Taking Action to Protect Shareholder Rights
When corporate executives act in ways that adversely impact a company’s stock and performance, shareholders might think that they lack any power to address such malfeasance.
This is far from the truth.
In fact, shareholders harmed by breaches of fiduciary duty committed by company directors and officers can employ effective strategies yielding broadly beneficial effects. A proven shareholder rights legal team can help with the protection of shareholder rights and take purposeful action against harmful conduct like the following:
- Officers’ varied conflicts of interest
- Insider trading
- Failure to fully disclose material information to shareholders
- Inadequate scrutiny and follow up on key corporate matters
- Failure to properly supervise staff
- Failure to routinely attend board matters
Such actions – singly or in concert – understandably diminish investors’ confidence. Moreover, they often lead to material financial pain caused by precipitous drops in stock value and other factors.
Shareholder Derivative Action: A Key Accountability Tool
Powerful beneficial effects often result when even a single shareholder files a shareholder derivative action addressing corporate fraud.

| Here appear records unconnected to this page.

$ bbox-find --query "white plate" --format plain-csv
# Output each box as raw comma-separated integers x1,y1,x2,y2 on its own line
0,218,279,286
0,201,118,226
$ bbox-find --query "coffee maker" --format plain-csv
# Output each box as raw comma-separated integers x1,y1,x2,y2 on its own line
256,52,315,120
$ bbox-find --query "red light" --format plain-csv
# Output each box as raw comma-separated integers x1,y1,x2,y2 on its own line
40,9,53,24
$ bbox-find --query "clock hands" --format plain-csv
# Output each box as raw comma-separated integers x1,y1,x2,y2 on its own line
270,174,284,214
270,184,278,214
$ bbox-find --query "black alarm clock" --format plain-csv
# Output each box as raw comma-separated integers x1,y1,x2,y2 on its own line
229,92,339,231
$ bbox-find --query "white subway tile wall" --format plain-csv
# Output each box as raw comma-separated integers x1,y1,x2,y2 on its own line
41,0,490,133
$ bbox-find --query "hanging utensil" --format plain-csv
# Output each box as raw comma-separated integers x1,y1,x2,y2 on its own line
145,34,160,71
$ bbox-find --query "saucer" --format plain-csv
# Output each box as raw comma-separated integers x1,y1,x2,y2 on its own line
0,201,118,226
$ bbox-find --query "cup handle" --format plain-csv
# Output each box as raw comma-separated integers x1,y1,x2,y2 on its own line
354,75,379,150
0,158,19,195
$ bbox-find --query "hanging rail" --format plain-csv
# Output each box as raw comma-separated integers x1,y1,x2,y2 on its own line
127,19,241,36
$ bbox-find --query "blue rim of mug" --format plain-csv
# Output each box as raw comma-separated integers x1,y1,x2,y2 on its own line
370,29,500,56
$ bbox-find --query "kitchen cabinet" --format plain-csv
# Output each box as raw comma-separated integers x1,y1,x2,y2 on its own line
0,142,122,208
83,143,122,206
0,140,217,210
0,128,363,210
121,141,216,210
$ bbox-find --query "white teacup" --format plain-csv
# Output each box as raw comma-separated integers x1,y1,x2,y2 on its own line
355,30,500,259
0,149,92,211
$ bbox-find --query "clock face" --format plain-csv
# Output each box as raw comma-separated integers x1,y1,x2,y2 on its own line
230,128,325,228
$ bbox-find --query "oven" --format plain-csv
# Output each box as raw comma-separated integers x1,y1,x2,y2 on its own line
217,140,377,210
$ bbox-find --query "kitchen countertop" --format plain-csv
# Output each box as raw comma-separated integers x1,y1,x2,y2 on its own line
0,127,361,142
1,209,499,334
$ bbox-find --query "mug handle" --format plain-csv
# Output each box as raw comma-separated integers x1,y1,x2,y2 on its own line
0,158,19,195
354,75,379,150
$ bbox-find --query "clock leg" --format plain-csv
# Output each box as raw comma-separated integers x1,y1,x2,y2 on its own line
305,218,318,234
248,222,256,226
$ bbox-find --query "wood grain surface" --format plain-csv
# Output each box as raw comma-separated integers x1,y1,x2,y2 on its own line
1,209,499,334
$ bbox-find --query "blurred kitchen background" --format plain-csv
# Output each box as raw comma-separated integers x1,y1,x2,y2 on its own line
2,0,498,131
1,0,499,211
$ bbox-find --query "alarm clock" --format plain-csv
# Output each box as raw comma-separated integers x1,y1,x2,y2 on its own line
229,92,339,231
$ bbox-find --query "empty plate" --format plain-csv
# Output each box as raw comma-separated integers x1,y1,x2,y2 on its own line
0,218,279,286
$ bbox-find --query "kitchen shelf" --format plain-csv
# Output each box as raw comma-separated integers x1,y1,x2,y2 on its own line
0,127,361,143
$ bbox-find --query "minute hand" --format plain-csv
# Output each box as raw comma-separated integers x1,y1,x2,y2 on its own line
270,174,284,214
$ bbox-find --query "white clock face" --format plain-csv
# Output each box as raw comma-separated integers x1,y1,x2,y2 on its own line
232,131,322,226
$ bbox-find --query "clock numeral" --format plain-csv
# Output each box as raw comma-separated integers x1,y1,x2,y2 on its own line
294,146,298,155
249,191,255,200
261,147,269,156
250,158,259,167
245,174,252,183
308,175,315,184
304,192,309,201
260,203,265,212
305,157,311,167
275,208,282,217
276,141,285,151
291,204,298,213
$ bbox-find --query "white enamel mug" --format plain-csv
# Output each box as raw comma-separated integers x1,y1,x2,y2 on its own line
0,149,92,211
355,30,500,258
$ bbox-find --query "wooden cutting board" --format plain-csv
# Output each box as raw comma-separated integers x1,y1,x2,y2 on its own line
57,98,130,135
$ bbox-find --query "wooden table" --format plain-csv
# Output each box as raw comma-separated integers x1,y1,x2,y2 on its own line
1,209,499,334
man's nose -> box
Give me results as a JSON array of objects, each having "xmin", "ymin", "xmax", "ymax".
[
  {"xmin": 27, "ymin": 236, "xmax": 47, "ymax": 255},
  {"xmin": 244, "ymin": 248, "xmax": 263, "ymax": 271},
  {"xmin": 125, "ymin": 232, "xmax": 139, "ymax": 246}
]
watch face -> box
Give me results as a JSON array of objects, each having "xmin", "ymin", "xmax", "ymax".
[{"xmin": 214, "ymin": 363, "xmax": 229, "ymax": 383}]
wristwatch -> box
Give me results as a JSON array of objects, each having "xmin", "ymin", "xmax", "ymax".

A lawsuit can “recover investment losses, remove bad-acting officers and directors, improve long-term value, recoup ill-gotten gains, achieve corporate governance reforms and vindicate shareholders’ voting rights.”
Such a remedy is one that a shareholder or group of shareholders can effectively pursue with help from an experienced shareholder rights law firm.
A shareholder derivative lawsuit never costs plaintiffs a dime. A successful recovery will be paid by corporate defendants and help ensure that justice is obtained by investors in publicly traded entities.